The Bangladesh Rural Advancement Committee (Brac), FMO and a host of international partners have signed a groundbreaking investment to secure opportunities for a large number of Bangladesh’s micro-entrepreneurs. The local currency transaction worth US$180mn is the world’s first microfinance securitisation.
FMO’s CEO Arthur Arnolds states: “This investment extends the current economic limits for many of Bangladesh’s up and coming entrepreneurs. The deal is the first microfinance securitisation, and it is in local currency. FMO is keen to work with partners to introduce such tailored market innovations.”

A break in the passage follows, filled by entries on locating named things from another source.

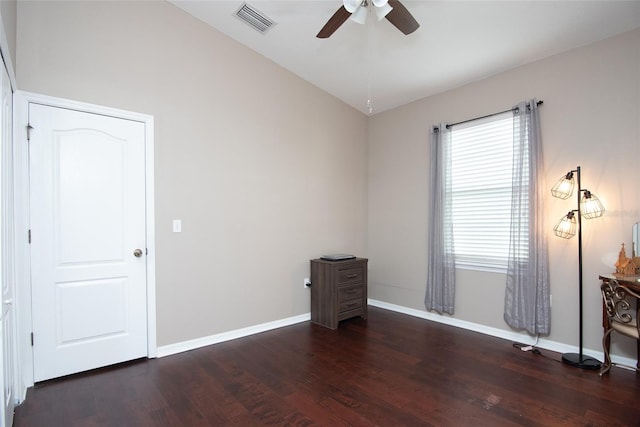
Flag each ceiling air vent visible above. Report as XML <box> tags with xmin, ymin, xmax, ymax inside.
<box><xmin>236</xmin><ymin>3</ymin><xmax>276</xmax><ymax>34</ymax></box>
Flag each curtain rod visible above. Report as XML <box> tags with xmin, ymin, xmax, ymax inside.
<box><xmin>447</xmin><ymin>101</ymin><xmax>544</xmax><ymax>129</ymax></box>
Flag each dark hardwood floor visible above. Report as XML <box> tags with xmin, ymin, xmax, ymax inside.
<box><xmin>14</xmin><ymin>307</ymin><xmax>640</xmax><ymax>426</ymax></box>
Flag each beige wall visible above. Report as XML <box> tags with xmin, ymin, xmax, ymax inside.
<box><xmin>17</xmin><ymin>1</ymin><xmax>367</xmax><ymax>345</ymax></box>
<box><xmin>16</xmin><ymin>2</ymin><xmax>640</xmax><ymax>357</ymax></box>
<box><xmin>0</xmin><ymin>0</ymin><xmax>17</xmax><ymax>77</ymax></box>
<box><xmin>368</xmin><ymin>30</ymin><xmax>640</xmax><ymax>358</ymax></box>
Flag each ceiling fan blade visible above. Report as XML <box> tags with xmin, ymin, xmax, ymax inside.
<box><xmin>386</xmin><ymin>0</ymin><xmax>420</xmax><ymax>34</ymax></box>
<box><xmin>316</xmin><ymin>6</ymin><xmax>351</xmax><ymax>39</ymax></box>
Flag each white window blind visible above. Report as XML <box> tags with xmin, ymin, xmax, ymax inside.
<box><xmin>451</xmin><ymin>112</ymin><xmax>528</xmax><ymax>271</ymax></box>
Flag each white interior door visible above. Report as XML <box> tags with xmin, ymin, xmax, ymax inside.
<box><xmin>29</xmin><ymin>103</ymin><xmax>147</xmax><ymax>381</ymax></box>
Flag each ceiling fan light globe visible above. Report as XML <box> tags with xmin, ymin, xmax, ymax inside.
<box><xmin>373</xmin><ymin>3</ymin><xmax>393</xmax><ymax>21</ymax></box>
<box><xmin>342</xmin><ymin>0</ymin><xmax>360</xmax><ymax>13</ymax></box>
<box><xmin>351</xmin><ymin>6</ymin><xmax>367</xmax><ymax>25</ymax></box>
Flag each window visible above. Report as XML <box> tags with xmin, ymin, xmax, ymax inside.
<box><xmin>450</xmin><ymin>112</ymin><xmax>529</xmax><ymax>272</ymax></box>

Brac aims to alleviate poverty and create opportunities for many of these rural poor. It helps those at the lower end of the economic pyramid gain an economic foothold through microfinance. On the ground, Brac operates in all 64 of Bangladesh’s districts. With more than 100,000 employees and 5mn borrowers, Brac is one of the largest NGOs in the world.

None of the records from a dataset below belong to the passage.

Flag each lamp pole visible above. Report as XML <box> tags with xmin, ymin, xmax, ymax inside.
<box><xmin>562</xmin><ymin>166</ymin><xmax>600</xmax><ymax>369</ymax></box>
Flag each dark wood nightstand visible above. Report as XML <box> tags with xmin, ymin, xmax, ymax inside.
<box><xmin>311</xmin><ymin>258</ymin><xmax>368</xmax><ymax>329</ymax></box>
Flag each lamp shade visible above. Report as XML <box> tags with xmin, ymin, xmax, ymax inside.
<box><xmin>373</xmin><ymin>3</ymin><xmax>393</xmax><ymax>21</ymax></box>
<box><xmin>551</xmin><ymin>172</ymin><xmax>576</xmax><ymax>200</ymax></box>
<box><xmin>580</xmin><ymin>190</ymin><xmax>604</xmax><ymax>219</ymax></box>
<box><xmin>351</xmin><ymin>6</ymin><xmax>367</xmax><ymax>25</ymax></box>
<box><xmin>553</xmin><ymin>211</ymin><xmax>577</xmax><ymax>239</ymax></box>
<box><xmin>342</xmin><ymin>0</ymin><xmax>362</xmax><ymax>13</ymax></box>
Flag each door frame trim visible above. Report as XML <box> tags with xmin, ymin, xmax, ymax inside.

The proceeds of the FMO-facilitated Tk12.6bn (US$180mn) securitisation enable Brac to serve a larger number of micro-entrepreneurs. By taking assets off the balance sheet, Brac is able to reduce its capital ratio and free-up resources for new loans.

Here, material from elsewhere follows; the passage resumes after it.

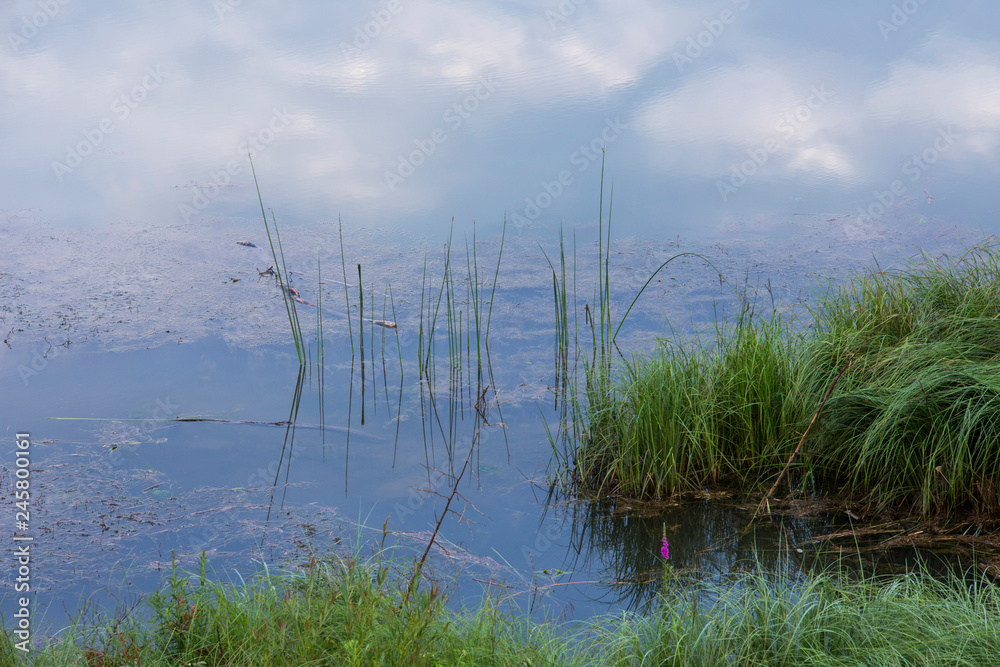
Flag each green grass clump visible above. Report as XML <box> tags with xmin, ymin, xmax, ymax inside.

This securitisation demonstrates that high-finance and economic development are not worlds apart. They have come together in Bangladesh’s microfinance sector. It involves the creation of a special purpose trust. This trust purchases Brac micro-credit receivables and issues certificates to investors, shifting these assets from Brac’s own balance sheet.
FMO will directly purchase one-third of the certificates.
Together with KfW, FMO is also guaranteeing another third bought by Citibank. The remaining certificates have been acquired by two other local banks and Citibank Bangladesh. By involving local commercial banks, FMO and partners are building a bridge to potential sources of additional finance in the future. RSA Capital is the deal’s lead arranger with FMO, Citigroup and KfW acting as co-lead arrangers.
All in all, FMO and co-investors are providing an aggregate of Tk12.6bn for Brac over a period of six years. Under the programme, Tk1bn will be disbursed every six months to Brac, with a maturity of one year.
Brac’s micro-credit receivables are in Bangladeshi taka (Tk). This securitisation is denominated in taka. A local currency transaction cuts out any currency mismatch and associated exchange risk to the local client.
Other risk mitigants have been put in place as well. Brac will replenish all non-performing loans in the trust and there is a 150% collateralisation of receivables.
The Netherlands Development Finance Company (FMO) is the international development bank of the Netherlands. FMO invests risk capital in companies and financial institutions in developing countries.
FMO’s investment portfolio is €2.4bn and FMO is one of the largest bilateral development banks worldwide. “Thanks in part to its relationship with the Dutch government, FMO is able to take risks which commercial financiers are not – or not yet – prepared to take,” says the agency.